The landscape of Yorkshire is also fascinating. The Pennines are the most dominant hills running through, together with many rivers and waterfalls and a picturesque craggy eastern sea coast. Woods and forest abound and, as in most of England, every land feature, (literally every hill, copse, crag, brook, rock etc) has a local name showing the landscape’s rich connection with rural life over the millennia.
The Yorkshire Dales roll up and down with the moors and the villages nestle in between. Each village has its own church spire standing proud. On the moors and on the hillsides the stonewalling tradition is prevalent, and dotted up and down are the old and now rarely used crofters huts for the shepherds of old. As with many other counties; once in the countryside, Yorkshire feels like the real England of old. Blake’s green and pleasant land. Well, when the sun shines that is...
This particular visit to Yorkshire was in August 2017. August. That’s UK summertime, right? Well, sadly it can never be guaranteed and the time of my visit, it was wet. Very wet!
The focus of this visit, as well as spending time with family, wasn’t the picturesque abbeys of Whitby, Fountains, Rievaulx etc, but the waterfalls around the Settle area and the landscape around the village of Malham. We had booked a hotel in Settle itself, close to perhaps the most majestic of Yorkshire falls, but two weeks before the trip…email: “The premises has now closed. Please re-book.” Short. To the point. Deposit??? But more importantly, it was summertime and only 2 weeks to find an alternative…
We did, but much further away than intended.
Haworth and the Old White Lion hotel. Well worth a stay with gorgeous food, not to mention wonderful draught beer! It’s located in an old part of the small town on top of the hill with gorgeous views. It’s a beautiful old building with a typical period bar area, but with modern, comfortable rooms.

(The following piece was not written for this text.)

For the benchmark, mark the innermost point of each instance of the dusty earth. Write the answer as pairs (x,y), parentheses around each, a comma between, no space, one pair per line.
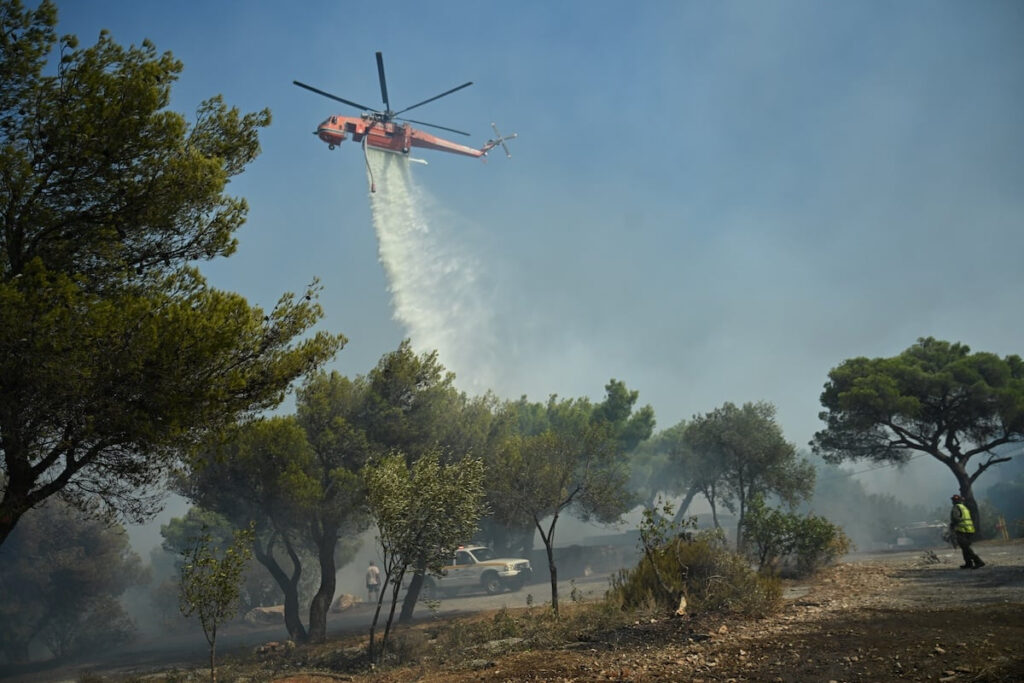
(913,616)
(908,615)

As we travelled further north towards Haworth, the weather had become increasingly showery, the scene of a gorgeous double rainbow in front of the Pennines presented itself from our hotel rooms. What do you do with this kind of light? Take it from the hotel window? Or run and try and find a location hoping it doesn't fade?

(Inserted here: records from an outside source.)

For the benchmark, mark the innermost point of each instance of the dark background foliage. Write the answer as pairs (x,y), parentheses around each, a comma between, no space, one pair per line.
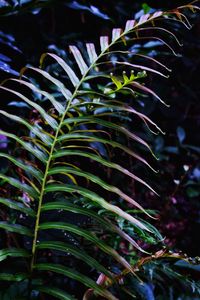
(29,28)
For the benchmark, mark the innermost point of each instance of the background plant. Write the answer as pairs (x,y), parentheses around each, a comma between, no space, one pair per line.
(117,83)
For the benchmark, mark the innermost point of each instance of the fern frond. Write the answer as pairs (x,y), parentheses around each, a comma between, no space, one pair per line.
(62,148)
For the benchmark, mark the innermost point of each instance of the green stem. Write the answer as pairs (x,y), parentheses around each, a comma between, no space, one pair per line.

Evening Light from the hotel window in Haworth (taken through glass)
Wuthering Heights and Jane Eyre were written around Haworth and on this hill is the Brontë Parsonage. It’s also one of the most eerie churchyards I have ever been in, the church of Saint Michael and All Angels.

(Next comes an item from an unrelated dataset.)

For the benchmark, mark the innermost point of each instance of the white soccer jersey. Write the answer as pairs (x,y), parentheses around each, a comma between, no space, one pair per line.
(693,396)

I visited the church the evening we arrived, it was 9pm, still not dark in that part of the world, only dusk. It was also dry, and not forecast to stay that way for long. The crows in the trees that enclosed the churchyard were cawing madly at one another and periodically all shifting their perch en masse. The headstones and graves are huddled so closely together, it is definitely the most tightly packed graveyard I have seen.
Heavy drops of water were falling through the leaves of the trees from the fresh afternoon rain. This place was spooky. It had to be walked through and photographed, as it had such a unique presence. Indeed I went back every night! Sadly it was very hard to capture everything about this churchyard in one photograph, you needed all six (yes six) senses to experience it. The normal five were not enough as there was definitely an atmosphere that was beyond the corporeal. Definitely haunted!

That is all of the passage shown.